After these steps have been accomplished, Topps would then comply with any obligations it has to Tornante-MDP under the existing merger agreement. Topps considers the removal of the antitrust condition from Upper Deck's offer to be a significant and meaningful step towards a consensual transaction. Although significant conditions remain, we are confident that if Upper Deck truly intends to acquire Topps, we can resolve all of the issues and proceed to a definitive agreement which the Board would be prepared to recommend to Topps stockholders, assuming Tornante-MDP fails to match your $10.75 price in accordance with the terms of Topps' existing agreement with them. Given the uncertainty as to your financing and the remaining due diligence that Upper Deck insists on completing, the Board is not prepared to declare the Upper Deck offer superior at this time.

About Topps

Founded in 1938, Topps is a leading creator and marketer of distinctive confectionery and entertainment products. The Company's confectionery brands include "Ring Pop," "Push Pop," "Baby Bottle Pop" and "Juicy Drop Pop" lollipops as well as "Bazooka" bubble gum. Topps entertainment products include trading cards, sticker album collections and collectible games. For additional information, visit www.topps.com.

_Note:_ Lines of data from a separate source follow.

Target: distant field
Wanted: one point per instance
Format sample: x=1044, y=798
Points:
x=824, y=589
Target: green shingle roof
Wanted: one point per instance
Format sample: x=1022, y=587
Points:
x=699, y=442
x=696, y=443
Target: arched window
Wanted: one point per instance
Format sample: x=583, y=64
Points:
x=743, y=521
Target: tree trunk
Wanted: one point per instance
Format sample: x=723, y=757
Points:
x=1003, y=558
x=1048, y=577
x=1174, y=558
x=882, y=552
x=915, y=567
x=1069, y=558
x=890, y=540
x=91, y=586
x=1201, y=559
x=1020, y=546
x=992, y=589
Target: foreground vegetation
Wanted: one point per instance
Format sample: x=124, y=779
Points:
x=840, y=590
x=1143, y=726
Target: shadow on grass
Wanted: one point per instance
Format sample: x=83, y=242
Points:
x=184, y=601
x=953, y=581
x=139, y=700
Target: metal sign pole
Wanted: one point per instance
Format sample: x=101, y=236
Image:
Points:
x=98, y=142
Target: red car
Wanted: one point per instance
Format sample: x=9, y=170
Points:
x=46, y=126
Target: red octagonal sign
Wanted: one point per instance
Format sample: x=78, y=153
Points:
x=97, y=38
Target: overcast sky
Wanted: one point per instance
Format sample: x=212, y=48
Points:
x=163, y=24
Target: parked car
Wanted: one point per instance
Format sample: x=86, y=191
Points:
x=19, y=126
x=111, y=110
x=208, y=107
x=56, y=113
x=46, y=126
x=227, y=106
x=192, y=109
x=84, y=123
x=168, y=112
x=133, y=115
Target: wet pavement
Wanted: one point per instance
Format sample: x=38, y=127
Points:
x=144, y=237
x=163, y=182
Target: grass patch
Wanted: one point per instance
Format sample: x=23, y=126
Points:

Forward-Looking Statements

This release contains forward-looking statements pursuant to the safe harbor provisions of the Private Securities Litigation Reform Act of 1995. Although Topps believes the expectations contained in such forward- looking statements are reasonable, it can give no assurance that such expectations will prove to be correct. This information may involve risks and uncertainties that could cause actual results to differ materially from the forward-looking statements. Factors that could cause or contribute to such differences include, but are not limited to, factors detailed in Topps' Securities and Exchange Commission filings.